Lance has an internal meta field called "_rowid", which is how Lance used to identify and access one single row quickly.

patelprateek commented 1 year ago

thanks for the quick response . good to know its optimized for SSD access , curios to learn more how we do that , i can think of couple ways , want to learn about your findings 1) storing data on persistent stores in an order that requires lesser i/o ? (perhaps neighbors in the same ssd block ) 2) using libraries like io_uring ?

Also I am trying to understand how the columnar storage fits into few use cases ( graph based index , feature store which are typically KV stores (sorted gives some advantage like prefix compression) , inverted index (which is again mostly KV based segments in libraries like lucene)

eddyxu commented 1 year ago

So lance format itself offers a fast random access when you hold "row ids", with that, it can do sub-linear scan to get each row in the full dataset.
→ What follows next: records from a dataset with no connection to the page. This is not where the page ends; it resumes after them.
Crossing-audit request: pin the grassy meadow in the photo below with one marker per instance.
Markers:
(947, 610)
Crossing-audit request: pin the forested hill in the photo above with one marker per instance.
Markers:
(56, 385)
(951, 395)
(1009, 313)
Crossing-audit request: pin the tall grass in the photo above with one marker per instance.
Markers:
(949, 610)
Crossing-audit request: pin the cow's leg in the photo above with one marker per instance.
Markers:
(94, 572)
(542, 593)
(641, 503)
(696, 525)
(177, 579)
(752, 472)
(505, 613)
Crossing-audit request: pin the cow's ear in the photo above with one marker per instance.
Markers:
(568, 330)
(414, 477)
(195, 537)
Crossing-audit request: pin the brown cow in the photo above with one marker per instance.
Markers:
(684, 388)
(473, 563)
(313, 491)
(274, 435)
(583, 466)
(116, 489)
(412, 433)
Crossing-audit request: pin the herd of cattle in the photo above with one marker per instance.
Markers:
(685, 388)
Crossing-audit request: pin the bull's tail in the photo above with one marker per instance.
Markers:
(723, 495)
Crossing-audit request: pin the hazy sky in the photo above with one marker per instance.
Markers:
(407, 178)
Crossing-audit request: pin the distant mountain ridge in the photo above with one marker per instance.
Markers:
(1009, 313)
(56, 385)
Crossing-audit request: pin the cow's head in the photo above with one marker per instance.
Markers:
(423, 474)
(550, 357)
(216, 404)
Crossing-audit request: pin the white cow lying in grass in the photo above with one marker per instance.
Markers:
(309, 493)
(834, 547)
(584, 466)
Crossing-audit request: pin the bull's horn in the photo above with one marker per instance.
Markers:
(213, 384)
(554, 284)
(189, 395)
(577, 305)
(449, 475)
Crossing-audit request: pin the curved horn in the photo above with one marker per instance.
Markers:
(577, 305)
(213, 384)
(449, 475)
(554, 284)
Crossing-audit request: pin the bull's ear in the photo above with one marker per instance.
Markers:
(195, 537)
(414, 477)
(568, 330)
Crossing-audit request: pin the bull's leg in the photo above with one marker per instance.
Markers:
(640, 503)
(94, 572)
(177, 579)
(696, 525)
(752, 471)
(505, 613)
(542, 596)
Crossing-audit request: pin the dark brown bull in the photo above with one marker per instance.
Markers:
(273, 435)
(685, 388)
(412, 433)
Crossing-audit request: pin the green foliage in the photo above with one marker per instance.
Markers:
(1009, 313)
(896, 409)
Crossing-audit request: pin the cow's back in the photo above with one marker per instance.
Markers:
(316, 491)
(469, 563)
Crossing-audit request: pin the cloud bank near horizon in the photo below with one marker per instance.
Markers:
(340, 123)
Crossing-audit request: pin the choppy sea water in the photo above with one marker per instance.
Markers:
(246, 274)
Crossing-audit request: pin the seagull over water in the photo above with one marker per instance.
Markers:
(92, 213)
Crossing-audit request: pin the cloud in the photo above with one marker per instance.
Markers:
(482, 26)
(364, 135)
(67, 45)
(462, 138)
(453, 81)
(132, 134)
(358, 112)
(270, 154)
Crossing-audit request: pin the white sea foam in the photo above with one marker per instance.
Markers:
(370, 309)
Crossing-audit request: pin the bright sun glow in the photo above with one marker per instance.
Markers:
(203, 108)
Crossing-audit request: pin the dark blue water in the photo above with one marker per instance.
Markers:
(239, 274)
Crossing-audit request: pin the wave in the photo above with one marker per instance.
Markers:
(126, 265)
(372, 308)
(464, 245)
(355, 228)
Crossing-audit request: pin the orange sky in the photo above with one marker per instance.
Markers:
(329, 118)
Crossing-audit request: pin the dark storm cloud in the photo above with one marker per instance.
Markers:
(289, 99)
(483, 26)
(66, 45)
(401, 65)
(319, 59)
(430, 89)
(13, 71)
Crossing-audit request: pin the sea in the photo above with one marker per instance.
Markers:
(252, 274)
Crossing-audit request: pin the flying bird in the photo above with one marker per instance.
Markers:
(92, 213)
Our secondary index (inverted index can be one of them in the future), is a "key -> row id" structure, stored aside the main tables. For example, the vector index stored as a lance file with the schema:

<
  pq_code: fixed_size_list<uint8>,
  row_ids: uint64
>

Thus the query plan goes into the index, and obtain a few row_ids, Lance then retrives the relevant cells for each of these row ids.

storing data on persistent stores in an order that requires lesser i/o ? (perhaps neighbors in the same ssd block )

We store the graph as adjacent lists, where the neighbour row ids are stored close to the "vertex" itself, in the columns.

Also we do I/O consolidation to make it aligned with 4K block size. We have not used io_uring yet, mostly just using rust's tokio to issue async I/O at the co-routine level.

Hopefully it answers your quesetions.

changhiskhan commented 1 year ago

@patelprateek let us know if you have any additional questions / concerns here. Otherwise is it ok if we close this as completed this coming week?